Hasta ahora, la IA generativa nos permitía interactuar con el coche mediante lenguaje natural. Sin embargo, la IA agéntica marca un cambio de paradigma. Mientras que la IA generativa responde a lo que le pedimos, los ‘agentes’ de Bosch son capaces de entender objetivos complejos, dividirlos en subtareas y ejecutarlos de forma independiente. Todo esto permite que el vehículo actúe con autonomía, analice el contexto dentro del habitáculo, coordine sistemas en tiempo real y tome decisiones sin supervisión continua.
En el automóvil, esto se traduce en ‘cockpits’ más inteligentes, funciones proactivas que aprenden del conductor y una experiencia a bordo más segura, predictiva e intuitiva.
La IA ya no se limita a ejecutar lo que se le pide, sino que entiende objetivos complejos, los divide en subtareas y actúa de forma autónoma. Tal y como explica Juan Antonio Relaño, CIO de Bosch en España: “La IA generativa resuelve lo que le pedimos. La IA agéntica, en cambio, es capaz de actuar con autonomía”.
Presente en más 1.400 líneas de producción de Bosch
Bosch afirma que ya aplica IA en más de 1.400 líneas de producción, donde los sistemas pueden anticipar desviaciones y adaptar procesos sin detener la fabricación.
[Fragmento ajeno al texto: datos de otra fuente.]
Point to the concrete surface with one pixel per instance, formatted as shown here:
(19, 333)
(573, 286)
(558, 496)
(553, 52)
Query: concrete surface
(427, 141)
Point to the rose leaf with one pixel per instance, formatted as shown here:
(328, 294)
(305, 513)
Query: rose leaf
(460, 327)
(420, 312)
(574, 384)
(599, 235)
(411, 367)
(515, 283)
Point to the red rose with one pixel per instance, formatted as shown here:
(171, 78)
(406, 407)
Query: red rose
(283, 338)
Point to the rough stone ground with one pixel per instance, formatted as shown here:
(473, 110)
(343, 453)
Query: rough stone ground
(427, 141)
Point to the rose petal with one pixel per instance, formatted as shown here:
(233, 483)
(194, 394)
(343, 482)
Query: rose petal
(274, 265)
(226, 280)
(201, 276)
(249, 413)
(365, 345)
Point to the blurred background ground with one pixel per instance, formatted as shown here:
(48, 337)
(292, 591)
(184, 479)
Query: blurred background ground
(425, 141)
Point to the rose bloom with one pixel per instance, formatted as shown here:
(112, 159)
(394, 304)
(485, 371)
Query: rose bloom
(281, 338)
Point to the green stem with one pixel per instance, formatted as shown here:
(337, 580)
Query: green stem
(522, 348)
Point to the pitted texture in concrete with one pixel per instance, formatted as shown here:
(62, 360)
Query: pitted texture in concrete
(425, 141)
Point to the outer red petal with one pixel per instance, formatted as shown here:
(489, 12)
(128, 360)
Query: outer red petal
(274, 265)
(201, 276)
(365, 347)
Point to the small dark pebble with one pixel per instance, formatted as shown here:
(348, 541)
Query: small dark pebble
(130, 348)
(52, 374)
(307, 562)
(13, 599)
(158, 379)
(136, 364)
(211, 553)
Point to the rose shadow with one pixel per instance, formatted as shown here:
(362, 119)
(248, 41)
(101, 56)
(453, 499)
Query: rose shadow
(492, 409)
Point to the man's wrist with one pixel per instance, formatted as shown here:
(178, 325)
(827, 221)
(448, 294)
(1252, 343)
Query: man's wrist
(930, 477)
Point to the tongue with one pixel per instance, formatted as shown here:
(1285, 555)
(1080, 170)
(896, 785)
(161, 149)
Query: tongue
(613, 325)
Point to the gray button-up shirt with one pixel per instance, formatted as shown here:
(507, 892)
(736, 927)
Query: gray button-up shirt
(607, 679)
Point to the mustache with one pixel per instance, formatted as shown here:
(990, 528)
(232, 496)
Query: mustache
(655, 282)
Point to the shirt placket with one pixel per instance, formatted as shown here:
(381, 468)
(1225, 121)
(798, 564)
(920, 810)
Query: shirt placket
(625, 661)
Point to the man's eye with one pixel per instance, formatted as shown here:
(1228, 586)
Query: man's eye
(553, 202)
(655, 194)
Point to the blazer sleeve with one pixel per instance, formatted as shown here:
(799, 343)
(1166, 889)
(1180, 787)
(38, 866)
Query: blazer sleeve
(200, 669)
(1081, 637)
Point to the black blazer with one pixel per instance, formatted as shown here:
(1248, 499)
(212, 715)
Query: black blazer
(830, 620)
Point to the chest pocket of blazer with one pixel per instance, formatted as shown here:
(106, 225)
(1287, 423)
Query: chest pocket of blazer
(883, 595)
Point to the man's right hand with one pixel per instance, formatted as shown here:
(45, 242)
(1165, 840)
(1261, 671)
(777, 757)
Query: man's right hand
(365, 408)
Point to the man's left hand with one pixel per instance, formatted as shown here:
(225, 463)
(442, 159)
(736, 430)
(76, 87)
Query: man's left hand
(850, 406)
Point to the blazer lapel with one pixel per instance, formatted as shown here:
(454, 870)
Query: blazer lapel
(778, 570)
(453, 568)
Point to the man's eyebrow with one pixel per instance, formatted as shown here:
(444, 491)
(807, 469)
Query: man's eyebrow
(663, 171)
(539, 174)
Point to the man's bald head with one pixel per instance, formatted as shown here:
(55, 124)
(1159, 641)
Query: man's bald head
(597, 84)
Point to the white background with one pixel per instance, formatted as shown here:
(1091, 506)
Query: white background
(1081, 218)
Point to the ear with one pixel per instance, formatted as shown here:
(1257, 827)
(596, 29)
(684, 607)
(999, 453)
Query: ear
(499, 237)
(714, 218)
Esta es una capacidad especialmente relevante en un contexto de tiradas cortas y productos cada vez más personalizados. “La línea de producción estática se transformará. Nuestros clientes quieren flexibilidad, tiradas cortas y productos configurables”, asevera Relaño.
La estrategia implementada por Bosch prevé superar los 10.000 millones de euros en ventas en software, sensores y tecnologías avanzadas de movilidad a mediados de la década de 2030.
Bosch avanza hacia un vehículo que se adapta dinámicamente a cada usuario y coordina sistemas de forma totalmente integrada, desde la gestión del cockpit hasta la navegación predictiva y la interacción interior. “En el futuro, explicar la IA será esencial. No solo importará qué decide el algoritmo, sino por qué lo decide”, subraya Juan Antonio Relaño”.